Ad Ostuni lo Yacht A di Andrey Melnichenko
Ad Ostuni lo Yacht A
Volantino Spazio Conad Mesagne

Appassionato di barche, Melnichenko se le fa disegnare da Philippe Starck. Ieri sera è stato ospitato nei pressi del porto di Villanova.

Il suo profilo di certo non è passato inosservato, mentre era ormeggiato a pochi passi dal porto di Villanova. Anche perché con i suoi 142,8 metri, non vederla è davvero difficile. È la nave a vela più grande del mondo, che ha scelto Ostuni e la Puglia per la suo tour di settembre 2021.

Una popolarità a cui è abituato il proprietario della ‘Sailing Yacht A’, ovvero il miliardario russo Andrey Melnichenko, che non ha scelto a caso il nome: non solo un omaggio al suo nome e a quello della moglie Aleksandra, ma anche uno stratagemma per far apparire il nome in cima ai registri nautici.

Il principale beneficiario del produttore di fertilizzanti EuroChem Group e della società di energia da carbone SUEK non ha badato a spese per megayacht, con una dotazione extralusso che comprende tre alberi in fibra di carbonio, una piscina, vasche idromassaggio, interni disegnati dall’archistar Philippe Starck e persino una pista di atterraggio per gli elicotteri. Il tutto per la ‘modica’ cifra di 430 milioni di dollari.

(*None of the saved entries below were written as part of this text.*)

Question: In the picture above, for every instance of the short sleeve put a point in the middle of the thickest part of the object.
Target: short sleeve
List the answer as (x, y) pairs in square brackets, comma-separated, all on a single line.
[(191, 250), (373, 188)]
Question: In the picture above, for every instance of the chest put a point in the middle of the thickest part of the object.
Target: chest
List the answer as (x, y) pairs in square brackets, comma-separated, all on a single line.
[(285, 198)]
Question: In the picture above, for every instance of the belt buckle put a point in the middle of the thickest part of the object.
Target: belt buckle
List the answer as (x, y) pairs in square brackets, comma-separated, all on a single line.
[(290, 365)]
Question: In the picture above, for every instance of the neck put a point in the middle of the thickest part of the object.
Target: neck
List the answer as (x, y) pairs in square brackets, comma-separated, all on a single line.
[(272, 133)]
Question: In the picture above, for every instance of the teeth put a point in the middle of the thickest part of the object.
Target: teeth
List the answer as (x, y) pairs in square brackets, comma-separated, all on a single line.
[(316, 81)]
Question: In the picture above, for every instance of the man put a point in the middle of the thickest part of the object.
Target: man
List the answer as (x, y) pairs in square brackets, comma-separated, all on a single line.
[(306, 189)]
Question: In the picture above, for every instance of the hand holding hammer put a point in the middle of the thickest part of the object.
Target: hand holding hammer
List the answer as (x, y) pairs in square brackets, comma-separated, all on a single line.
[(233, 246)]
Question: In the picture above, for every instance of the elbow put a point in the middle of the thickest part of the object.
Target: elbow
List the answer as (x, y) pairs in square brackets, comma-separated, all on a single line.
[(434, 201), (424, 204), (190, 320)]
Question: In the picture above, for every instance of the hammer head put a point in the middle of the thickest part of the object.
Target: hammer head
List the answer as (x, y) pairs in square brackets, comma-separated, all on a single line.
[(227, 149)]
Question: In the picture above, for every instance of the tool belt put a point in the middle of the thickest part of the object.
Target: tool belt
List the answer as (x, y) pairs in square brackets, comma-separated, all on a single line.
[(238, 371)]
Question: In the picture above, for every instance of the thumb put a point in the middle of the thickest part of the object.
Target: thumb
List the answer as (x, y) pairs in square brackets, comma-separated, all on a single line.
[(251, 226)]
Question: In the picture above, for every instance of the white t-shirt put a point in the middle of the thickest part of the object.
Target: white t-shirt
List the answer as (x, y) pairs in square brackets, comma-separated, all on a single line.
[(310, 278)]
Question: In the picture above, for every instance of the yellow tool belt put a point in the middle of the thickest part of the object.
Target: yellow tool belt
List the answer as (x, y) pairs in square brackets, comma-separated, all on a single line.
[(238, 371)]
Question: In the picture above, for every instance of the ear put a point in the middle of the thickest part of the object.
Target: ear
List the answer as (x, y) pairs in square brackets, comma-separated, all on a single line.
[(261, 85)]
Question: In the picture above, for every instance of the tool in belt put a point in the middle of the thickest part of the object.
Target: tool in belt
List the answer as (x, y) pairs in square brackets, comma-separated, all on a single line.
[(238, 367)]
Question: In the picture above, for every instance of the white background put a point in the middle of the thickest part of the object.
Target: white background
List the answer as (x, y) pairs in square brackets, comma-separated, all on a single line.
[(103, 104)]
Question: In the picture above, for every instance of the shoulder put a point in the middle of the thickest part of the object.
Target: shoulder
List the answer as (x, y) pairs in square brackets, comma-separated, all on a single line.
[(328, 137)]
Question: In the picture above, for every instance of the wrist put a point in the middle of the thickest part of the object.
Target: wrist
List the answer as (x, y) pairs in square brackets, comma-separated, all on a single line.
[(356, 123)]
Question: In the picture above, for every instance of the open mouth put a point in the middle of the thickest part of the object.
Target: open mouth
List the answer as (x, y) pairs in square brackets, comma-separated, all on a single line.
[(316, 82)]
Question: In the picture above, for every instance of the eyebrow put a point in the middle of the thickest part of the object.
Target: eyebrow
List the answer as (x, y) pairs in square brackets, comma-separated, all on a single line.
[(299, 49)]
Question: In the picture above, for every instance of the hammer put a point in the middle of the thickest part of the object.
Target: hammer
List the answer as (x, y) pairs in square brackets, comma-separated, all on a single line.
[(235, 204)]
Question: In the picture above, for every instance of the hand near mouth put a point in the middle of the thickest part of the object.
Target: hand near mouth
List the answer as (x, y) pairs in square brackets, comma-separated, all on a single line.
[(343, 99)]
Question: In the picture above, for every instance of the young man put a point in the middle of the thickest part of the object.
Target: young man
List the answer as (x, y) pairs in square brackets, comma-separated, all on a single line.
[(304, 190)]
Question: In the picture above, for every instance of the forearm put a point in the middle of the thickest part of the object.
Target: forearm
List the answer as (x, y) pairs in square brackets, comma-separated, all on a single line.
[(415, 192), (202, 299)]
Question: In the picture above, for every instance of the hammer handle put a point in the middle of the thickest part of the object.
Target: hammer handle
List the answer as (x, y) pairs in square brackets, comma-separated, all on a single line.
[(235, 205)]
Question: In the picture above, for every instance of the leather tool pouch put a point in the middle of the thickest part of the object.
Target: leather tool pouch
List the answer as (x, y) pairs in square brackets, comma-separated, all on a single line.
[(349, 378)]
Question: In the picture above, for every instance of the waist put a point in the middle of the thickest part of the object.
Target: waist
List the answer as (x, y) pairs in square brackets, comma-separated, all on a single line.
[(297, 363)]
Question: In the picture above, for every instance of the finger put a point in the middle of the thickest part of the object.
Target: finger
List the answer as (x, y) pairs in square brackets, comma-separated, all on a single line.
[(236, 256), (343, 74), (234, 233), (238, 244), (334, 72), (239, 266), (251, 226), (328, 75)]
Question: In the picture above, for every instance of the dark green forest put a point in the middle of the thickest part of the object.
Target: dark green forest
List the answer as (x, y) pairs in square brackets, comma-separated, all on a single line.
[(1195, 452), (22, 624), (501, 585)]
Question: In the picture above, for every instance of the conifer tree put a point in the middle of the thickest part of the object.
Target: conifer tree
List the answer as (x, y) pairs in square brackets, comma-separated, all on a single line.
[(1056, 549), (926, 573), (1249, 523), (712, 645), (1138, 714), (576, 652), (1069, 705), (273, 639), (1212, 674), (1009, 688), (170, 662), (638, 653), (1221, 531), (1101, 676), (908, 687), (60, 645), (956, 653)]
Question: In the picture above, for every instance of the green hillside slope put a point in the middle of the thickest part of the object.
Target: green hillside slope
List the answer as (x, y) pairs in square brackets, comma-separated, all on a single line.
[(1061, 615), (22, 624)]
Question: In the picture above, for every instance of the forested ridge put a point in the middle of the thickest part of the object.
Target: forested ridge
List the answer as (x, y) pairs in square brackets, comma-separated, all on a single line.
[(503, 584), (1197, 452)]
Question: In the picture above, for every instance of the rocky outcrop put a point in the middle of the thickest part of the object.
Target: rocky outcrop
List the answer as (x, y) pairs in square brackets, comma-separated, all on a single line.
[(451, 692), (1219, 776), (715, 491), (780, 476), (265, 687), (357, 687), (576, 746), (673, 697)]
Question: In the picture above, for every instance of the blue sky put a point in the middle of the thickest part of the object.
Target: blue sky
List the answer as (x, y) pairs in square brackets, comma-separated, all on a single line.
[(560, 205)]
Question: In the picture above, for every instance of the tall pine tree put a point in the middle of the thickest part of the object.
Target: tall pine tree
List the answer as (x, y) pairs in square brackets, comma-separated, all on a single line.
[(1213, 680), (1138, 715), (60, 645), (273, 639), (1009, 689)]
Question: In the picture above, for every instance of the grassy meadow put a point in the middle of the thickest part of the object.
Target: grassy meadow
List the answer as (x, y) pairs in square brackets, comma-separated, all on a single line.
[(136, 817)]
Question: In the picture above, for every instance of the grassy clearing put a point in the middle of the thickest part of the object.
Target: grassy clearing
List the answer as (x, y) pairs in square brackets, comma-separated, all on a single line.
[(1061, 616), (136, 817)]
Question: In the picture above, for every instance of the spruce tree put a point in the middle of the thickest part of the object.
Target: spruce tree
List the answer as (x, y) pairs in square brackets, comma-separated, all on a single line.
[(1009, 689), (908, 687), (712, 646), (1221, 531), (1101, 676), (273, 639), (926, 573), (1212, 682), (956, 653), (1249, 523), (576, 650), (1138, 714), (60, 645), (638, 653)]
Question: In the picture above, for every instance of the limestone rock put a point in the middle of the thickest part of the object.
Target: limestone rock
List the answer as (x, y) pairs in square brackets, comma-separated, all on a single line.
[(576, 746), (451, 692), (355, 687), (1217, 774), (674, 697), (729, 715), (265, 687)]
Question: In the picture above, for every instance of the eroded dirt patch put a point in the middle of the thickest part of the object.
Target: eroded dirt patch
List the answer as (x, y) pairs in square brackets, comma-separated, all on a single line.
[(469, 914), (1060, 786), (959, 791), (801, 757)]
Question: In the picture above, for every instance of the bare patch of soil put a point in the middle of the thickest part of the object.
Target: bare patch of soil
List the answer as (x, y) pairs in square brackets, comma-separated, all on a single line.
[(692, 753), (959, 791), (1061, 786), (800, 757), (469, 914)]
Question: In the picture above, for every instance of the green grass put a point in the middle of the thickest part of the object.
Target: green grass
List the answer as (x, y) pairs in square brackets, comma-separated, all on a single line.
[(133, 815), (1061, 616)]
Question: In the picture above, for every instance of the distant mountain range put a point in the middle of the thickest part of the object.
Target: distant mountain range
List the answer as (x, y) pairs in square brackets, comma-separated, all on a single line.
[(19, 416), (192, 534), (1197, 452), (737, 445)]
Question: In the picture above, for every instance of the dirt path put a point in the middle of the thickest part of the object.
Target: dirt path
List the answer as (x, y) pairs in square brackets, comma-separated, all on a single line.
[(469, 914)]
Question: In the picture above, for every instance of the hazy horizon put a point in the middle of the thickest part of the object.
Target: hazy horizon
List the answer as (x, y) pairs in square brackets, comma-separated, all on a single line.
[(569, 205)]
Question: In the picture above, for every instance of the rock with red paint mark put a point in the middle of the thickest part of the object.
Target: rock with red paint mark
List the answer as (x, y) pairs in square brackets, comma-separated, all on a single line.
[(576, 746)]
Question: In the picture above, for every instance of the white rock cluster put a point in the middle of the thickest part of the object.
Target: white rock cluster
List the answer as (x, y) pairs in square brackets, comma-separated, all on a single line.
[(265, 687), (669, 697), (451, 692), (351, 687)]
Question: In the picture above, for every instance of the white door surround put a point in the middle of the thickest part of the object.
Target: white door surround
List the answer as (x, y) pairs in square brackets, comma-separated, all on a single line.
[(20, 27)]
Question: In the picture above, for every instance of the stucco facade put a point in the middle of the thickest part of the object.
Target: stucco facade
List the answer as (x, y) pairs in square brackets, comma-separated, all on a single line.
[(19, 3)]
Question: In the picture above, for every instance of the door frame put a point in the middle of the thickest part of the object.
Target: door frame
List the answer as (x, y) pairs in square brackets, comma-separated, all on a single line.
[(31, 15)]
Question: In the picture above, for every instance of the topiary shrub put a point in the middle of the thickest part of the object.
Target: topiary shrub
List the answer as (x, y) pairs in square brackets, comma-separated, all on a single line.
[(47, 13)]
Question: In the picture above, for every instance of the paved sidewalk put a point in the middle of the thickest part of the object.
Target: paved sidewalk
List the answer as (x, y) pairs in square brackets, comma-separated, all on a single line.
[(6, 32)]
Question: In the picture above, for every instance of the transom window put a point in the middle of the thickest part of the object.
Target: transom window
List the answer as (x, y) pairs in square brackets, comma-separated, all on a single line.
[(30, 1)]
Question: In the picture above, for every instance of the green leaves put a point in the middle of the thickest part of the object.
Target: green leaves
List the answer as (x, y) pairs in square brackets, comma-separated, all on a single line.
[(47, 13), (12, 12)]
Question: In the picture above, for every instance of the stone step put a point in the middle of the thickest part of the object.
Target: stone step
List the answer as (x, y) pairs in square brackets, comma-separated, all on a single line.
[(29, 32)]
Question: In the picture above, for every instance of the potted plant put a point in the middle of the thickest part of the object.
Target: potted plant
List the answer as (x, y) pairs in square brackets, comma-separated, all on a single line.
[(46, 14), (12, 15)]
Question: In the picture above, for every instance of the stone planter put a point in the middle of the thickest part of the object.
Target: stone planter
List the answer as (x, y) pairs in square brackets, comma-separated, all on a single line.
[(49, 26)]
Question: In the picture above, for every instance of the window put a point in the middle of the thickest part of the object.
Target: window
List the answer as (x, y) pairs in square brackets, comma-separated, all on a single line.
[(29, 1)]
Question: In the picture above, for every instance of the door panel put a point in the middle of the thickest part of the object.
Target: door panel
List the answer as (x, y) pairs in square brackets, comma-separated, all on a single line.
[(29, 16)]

Ieri 21 settembre 2021 sera è attraccato nei pressi del porto di Villanova, grazie all’aiuto di Marco Carani della Marco Carani Nautica.

Chi è Andrey Melnichenko

Melnichenko è nato nel 1972 a Gomel, nella Bielorussia sovietica. I suoi genitori erano insegnanti. Ha frequentato il Centro di istruzione avanzata e Scienza dell’Università Statale Lomonosov di Mosca e nel 1989 è diventato studente della Facoltà di Fisica dell’Università Statale di Mosca. Si è poi trasferito all’Università russa di economia Plekhanov, laureandosi in finanza.

Come riporta Bloomberg, Melnichenko era “troppo giovane per guadagnare dalle privatizzazioni del 1990 che hanno fatto la fortuna di molti oligarchi”. Così, dopo la caduta dell’Unione Sovietica e mentre era all’università, ha iniziato a scambiare valuta con due amici aprendo uno sportello di cambio nel campus. Dopo aver guadagnato i loro primi 50.000 dollari attraverso una catena di cabine di cambio valuta, Melnichenko e i suoi partner, hanno ricevuto una licenza bancaria dalla Banca di Russia.

Nel 1993, all’età di 21 anni, Melnichenko ha co-fondato e presieduto la MDM Bank che, acquistando valuta al cambio interbancario, ha sviluppato un mercato dei derivati e strumenti di debito. MDM Bank è stata nominata “banca dell’anno” da The Banker nel 2002 e nel 2003. Nel 2003, Euromoney e, nel 2004, Global Finance, l’hanno nominata la “migliore banca russa”.

Nel 2000 insieme a Sergei Popov, un ex commerciante di metalli degli Urali, ha co-fondato il Gruppo MDM per effettuare investimenti industriali in tre aree: produzione di condotte, produzione e lavorazione del carbone, produzione e lavorazione di fertilizzanti. È stato fatto attraverso l’acquisizione di oltre 50 impianti e miniere, molti dei quali in difficoltà. Acquisizioni che hanno permesso di formare tre società separate: SUEK (una società di energia e carbone), EuroChem (produttore ed esportatore di fertilizzanti) e TMK (da cui è uscito nel 2006 attraverso una IPO alla Borsa di Londra).

Queste industrie erano abbandonate e rischiose e non soggette all’influenza politica che dominava altri settori, dal gas ai diamanti. Con il processo di privatizzazione dell’era post-sovietica terminato cinque anni prima, non più del 5% dei beni acquistati sono stati acquisiti dallo stato. Dal 2001 al 2004, Melnichenko è stato presidente del gruppo MDM.

Dal 2004 al 2007 ha venduto azioni di MDM Bank al suo partner Sergei Popov e si è concentrato sullo sviluppo delle attività industriali in fertilizzanti e carbone. In seguito alla decisione di dimettersi da MDM Bank nel 2007, l’International Financial Corporation (IFC) ha acquistato il 5% delle azioni di MDM Bank per 185 milioni di dollari, valutando la banca a 3,7 miliardi di dollari. Avendo servito il suo scopo di consolidamento, MDM Group ha cessato di esistere.